Neural Networks in SALSA

Neural Networks

  • Network of interconnected processing units. Each connection in the network has an associated weight.
  • Each unit has an activation, which varies relatively rapidly. The pattern of activation across the network usually represents the network's short-term memory.
  • Some of the units are designated input units. These are clamped to particular activation values when the network is presented an input pattern. Some of the units may also be designated output units; their activations represent the network's response. Some of the units may also be designated hidden units. These are units which are neither input nor output. They do not make contact with the environment and function as a place for the re-representation of input patterns, usually on the way to the output units.
  • Each unit (unless clamped) repeatedly updates its activation.

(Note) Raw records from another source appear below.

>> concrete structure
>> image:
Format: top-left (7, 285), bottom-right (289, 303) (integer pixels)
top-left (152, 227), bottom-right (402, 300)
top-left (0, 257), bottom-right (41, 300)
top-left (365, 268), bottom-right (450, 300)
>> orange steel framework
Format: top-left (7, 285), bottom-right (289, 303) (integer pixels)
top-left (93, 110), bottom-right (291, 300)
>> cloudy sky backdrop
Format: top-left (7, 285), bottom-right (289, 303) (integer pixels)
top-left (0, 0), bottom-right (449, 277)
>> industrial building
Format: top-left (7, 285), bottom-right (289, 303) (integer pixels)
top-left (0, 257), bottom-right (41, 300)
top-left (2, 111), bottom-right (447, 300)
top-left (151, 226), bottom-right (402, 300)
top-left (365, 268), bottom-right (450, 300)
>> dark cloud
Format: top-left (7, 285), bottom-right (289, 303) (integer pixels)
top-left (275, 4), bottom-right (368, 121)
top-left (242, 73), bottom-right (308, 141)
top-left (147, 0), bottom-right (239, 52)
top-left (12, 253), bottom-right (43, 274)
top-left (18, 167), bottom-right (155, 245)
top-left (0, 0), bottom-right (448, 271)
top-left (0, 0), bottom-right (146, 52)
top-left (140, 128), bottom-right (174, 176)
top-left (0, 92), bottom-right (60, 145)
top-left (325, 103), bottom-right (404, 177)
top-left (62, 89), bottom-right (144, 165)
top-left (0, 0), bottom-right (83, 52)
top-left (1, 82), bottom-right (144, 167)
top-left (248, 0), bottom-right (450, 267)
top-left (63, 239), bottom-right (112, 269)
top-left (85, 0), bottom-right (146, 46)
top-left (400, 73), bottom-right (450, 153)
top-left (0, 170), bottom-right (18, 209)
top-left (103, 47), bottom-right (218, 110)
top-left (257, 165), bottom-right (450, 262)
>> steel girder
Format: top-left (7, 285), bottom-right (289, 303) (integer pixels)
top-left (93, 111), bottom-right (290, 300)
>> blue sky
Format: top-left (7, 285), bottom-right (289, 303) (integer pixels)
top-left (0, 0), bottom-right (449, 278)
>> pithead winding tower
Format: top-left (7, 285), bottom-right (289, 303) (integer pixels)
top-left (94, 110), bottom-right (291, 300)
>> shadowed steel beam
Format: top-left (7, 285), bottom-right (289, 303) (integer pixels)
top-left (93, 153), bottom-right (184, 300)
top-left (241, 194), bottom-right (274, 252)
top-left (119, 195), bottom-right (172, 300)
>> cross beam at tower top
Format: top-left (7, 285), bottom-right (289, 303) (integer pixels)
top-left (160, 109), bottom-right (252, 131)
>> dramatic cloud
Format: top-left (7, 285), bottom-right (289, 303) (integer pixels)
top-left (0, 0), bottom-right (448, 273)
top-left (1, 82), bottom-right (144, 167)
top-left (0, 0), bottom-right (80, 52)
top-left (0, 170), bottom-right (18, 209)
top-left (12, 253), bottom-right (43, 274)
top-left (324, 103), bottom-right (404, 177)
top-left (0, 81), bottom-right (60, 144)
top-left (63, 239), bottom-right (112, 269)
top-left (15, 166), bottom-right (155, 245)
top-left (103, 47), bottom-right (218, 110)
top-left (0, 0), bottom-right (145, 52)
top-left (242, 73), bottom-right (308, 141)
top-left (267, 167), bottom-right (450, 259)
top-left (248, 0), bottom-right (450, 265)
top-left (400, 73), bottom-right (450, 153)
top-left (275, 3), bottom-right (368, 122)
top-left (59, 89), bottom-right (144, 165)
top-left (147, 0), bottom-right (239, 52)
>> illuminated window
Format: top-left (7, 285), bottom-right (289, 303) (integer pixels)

It first calculates its current input from all of the other units that it is connected to. This is the sum of the inputs from each other unit. The unit then calculates its new activation, based on the input, and possibly its old activation.
  • Weights in the network are changed relatively slowly. They represent the network's long-term memory. The way weights change depends on the network's learning algorithm. Weight changes are usually Hebbian; that is, they are proportional to the activations of the units on either end of the connection. In error-driven learning (for example, back-propagation) the weight changes are based on the network's error, a function of the difference between its output for a given input pattern and a target, what the network should have output for that pattern.
  • The network is trained on the basis of a set of training patterns (inputs and sometimes targets). Later it may respond appropriately to novel input patterns; that is, it may generalize.

Neural Networks for Reinforcement Learning

We can replace the lookup table for Q-learning with a neural network. Each state is represented by a pattern over the input units; each input unit represents a sensory input feature. Each action is represented by a single output unit. The network's stored Q-values for the actions associated with a given state are found by activating the input units with the pattern representing that state and observing the activations of the output units. Each output unit's activation represents the Q-value for the corresponding action in the given state. The Q-values are actually stored in the network's weights.

During Q-learning, the agent selects an action in the current state, makes a response, and receives a reinforcement from the environment. A new Q-value for the state-action pair is calculated on the basis of the reinforcement and the stored maximum Q-value for the next state (found by running the network) using the first update equation here. This value is treated as the target for the output unit corresponding to the selected action, and the weights in the network are updated using error-driven learning (the error is the difference between the target and the network's output). The network's learning rate is a number between 0 and 1, corresponding to eta in the second update equation. The learning rate controls the rate at which the weights are updated.